Numa sociedade que vai se transformando vertiginosamente, ter sucesso (dar resultado), ser empreendedor; é muito mais difícil e complexo. A perplexidade no mundo das empresas é enorme em decorrência disso. A concorrência ficou selvagem. Fundamental entender que do emaranhado de problemas que interagem é necessário (obrigatório) ter capacidade de ser criativo. Propor soluções. É quando o marketing passa ter relevância.

Marketing virou “relações”, não mais propaganda.

Fazer marketing migrou de “atender” necessidades e desejos para “criar” necessidades e desejos. Pela ótica empreendedora, marketing está em “vislumbrar possibilidades de negócios” até então desconhecidos ou sequer usados.

Para tanto, primeiro preciso “entender” para depois “atender” Detalhe deveras perspicaz: pessoas não compram produtos, compram soluções Como conseqüência altera-se, de forma absoluta, a concepção de algo até então irrelevante em marketing: o supérfluo. O que é supérfluo nesse mundo? Difícil explicitar.
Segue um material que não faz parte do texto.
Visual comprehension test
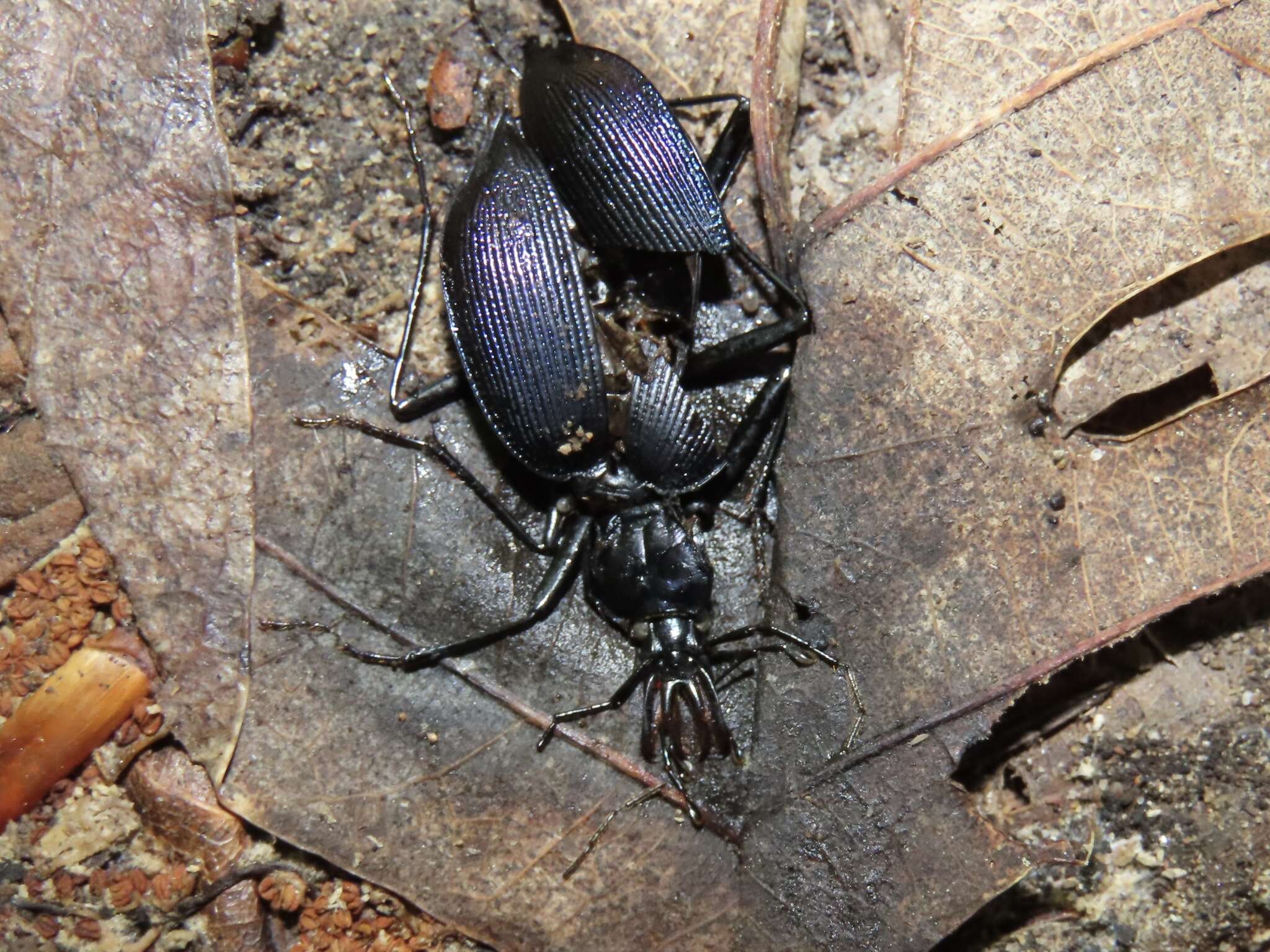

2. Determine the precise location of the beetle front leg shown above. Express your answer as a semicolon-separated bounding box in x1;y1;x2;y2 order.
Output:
537;659;653;752
383;74;468;423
Nada mais imponderável que um ser humano na frente de uma vitrine! Pensar o óbvio é deveras confuso num mundo de tantas mudanças radicais e profundas.

O mundo mudou, o ser humano mudou como conseqüência, morreu o mercado de massa, dando espaço a um novo tipo de consumidor: informado, seletivo, complexo, dúbio, não mais fiel a marca e empresas. Antes contemplativo e conformado, hoje atuante e cobrador. Ciente da sua importância e de seus direitos. Exigente e proprietário de inúmeras alternativas.

Fundamental ser “observador”, objetivando captar o “detalhe” que cria o diferencial. Serr empreendedor implica muito na capacidade de observar. Veja a Pepsi Cola que “observou” que toda campanha publicitária da Coca Cola era em cima do produto (detalhe): Coca Cola é o máximo.  O que fez: enfatizou nova forma de vender seu produto. Mudou o foco da comunicação. O apelo publicitário era em cima de quem tomava (consumidor) o produto (detalhe) e não mais em cima do produto: você é o máximo – você bebe Pepsi. Você não vai querer beber a bebida de seus avós. Criou a “new generation” – nova geração – e dividiu o mercado americano de refrigerantes.

Num emaranhado de produtos similares, tenho que ter “sensibilidade” para ler as “circunstâncias” onde se trava essas batalhas mercadológicas, e para tanto tudo vai depender da minha capacidade de “percepção”.  . Meu Deus, como ficou difícil fazer marketing!!!

Esses termos grifados são pouco usuais nos livros de marketing.

Tomo a liberdade de encaminhar essa matriz, desenvolvida a partir desses termos, onde procuro abarcar a nova maneira de ver e fazer marketing. Esses termos não eliminam as conceituações básicas anteriores do marketing, mas sim, agregam e atualizam situações decorrentes desse novo consumidor, fruto desse novo marketing.

Meus caros alunos: boa viagem pelo fascinante mundo do marketing.